MANILA, Philippines — Disagreements with how the Duterte administration is handling the coronavirus pandemic prompted Dr. Anthony Leachon to quit his post as adviser on Wednesday, joining a number of top officials who left the government over a much-criticized strategy in confronting the outbreak.
“I left due to my differences with DOH (Department of Health) policies e.g. lack of sense of urgency, problems in COVID-19 data management, and transparency in communication process,” Leachon said in an online exchange with Philstar.com.
“I have to align with my true north,” he added.
Leachon’s departure came days after he went public to say that the interagency task force on emerging infectious diseases (IATF), the policymaking body during the pandemic chaired by Duque, was “losing focus” on how to stop the spread of the virus which so far has infected 27,000 nationwide.
That apparently did not sit well with some of his colleagues. In an interview with CNN Philippines shortly after he announced his departure on Facebook, Leachon said he thought he was “asked to resign” after he criticized IATF’s management of the disease.
"Dr. Leachon's preemptive releases of some information prior to official announcement jeopardized the communication efforts of the IATF and NTF and caused unwarranted misundestanding between two entities that shoul be working together," said Carlito Galvez Jr., chief implementer at the National Task Force on COVID-19, in a statement responding to Leachon's resignation.
"He has been cautioned but remained deaf to collegial advice. Constructive criticism among colleagues is most welcome to assure improvement, but this should have been done internally to maintain unity of effort," he added.
Health Secretary Francisco Duque III has not responded to request for comment as of this posting.
As it is, the embattled Duque has been on hot water since March when the government belatedly took seriously the threat of the coronavirus disease-2019 (COVID-19) pandemic, which was initially downplayed with refusal to put up all-encompassing travel restrictions in January and February.
The problems, and criticisms against Duque and IATF, have since shifted from the lack of testing capabilities, insufficient personal protective equipment for health workers, and an apparent overreliance on lockdowns to control the outbreak.
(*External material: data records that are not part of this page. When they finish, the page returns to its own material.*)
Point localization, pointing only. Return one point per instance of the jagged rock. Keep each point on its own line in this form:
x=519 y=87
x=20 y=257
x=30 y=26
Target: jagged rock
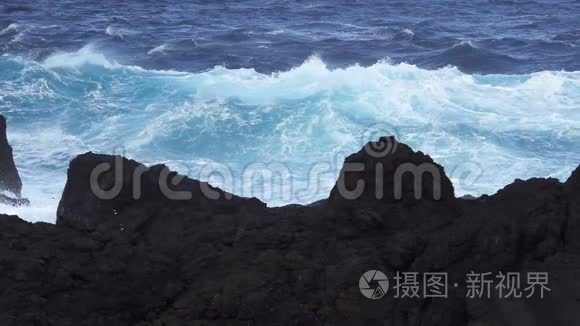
x=155 y=261
x=101 y=187
x=9 y=178
x=390 y=171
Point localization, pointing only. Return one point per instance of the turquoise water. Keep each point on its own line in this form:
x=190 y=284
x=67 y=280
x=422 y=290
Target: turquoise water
x=486 y=130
To date, the government is still struggling to meet its target 30,000 tests a day, although 1.32 million PPEs were already distributed to hospitals nationwide.
But Duque’s and DOH’s shortcomings appears to have not escaped the Ombudsman’s eye. Just hours before Leachon’s announcement, Ombudsman Samuel Martires said he created two teams to probe alleged DOH’s lapses, including delays in PPE procurement, rising deaths and infections of health workers, inaction in the release of compensation to infected workers, and delayed reporting COVID-19 cases.
Duque, who has enjoyed the backing of President Duterte despite criticisms, said he welcomes the investigation.
For his part, Galvez said while transparency on COVID-19 response is a "primary objective," decisions must be first set firmly before announcements are made "to derive the best decision that will serve the common good."
Leachon was not the first official who quit his job during the pandemic due to differences with the government’s approach to the lingering health crisis.
Last April, Ernesto Pernia abandoned his position as secretary of the National Economic and Development Authority (NEDA) due to personal reasons “and partly to differences in development philosophy” with the economic managers.
While he did not go into specifics, Pernia’s resignation was highly attributed to his preference to reopen the economy from stringent lockdowns sooner than most of his colleagues would have wanted.
Earlier this month, President Duterte also suddenly accepted a once-thought shelved resignation of Eliseo Rio Jr. from the Department of Information and Communications Technology. Surprised by the president’s decision, Rio later said he was “eased out” of DICT for raising privacy concerns over the government’s decision to tap StaySafe, a privately-developed app for its contact tracing efforts.
Pernia was immediately replaced by Karl Kendrick Chua, formerly a finance undersecretary, at the NEDA. Rio, meanwhile, was succeeded by singer RJ Jacinto at the DICT.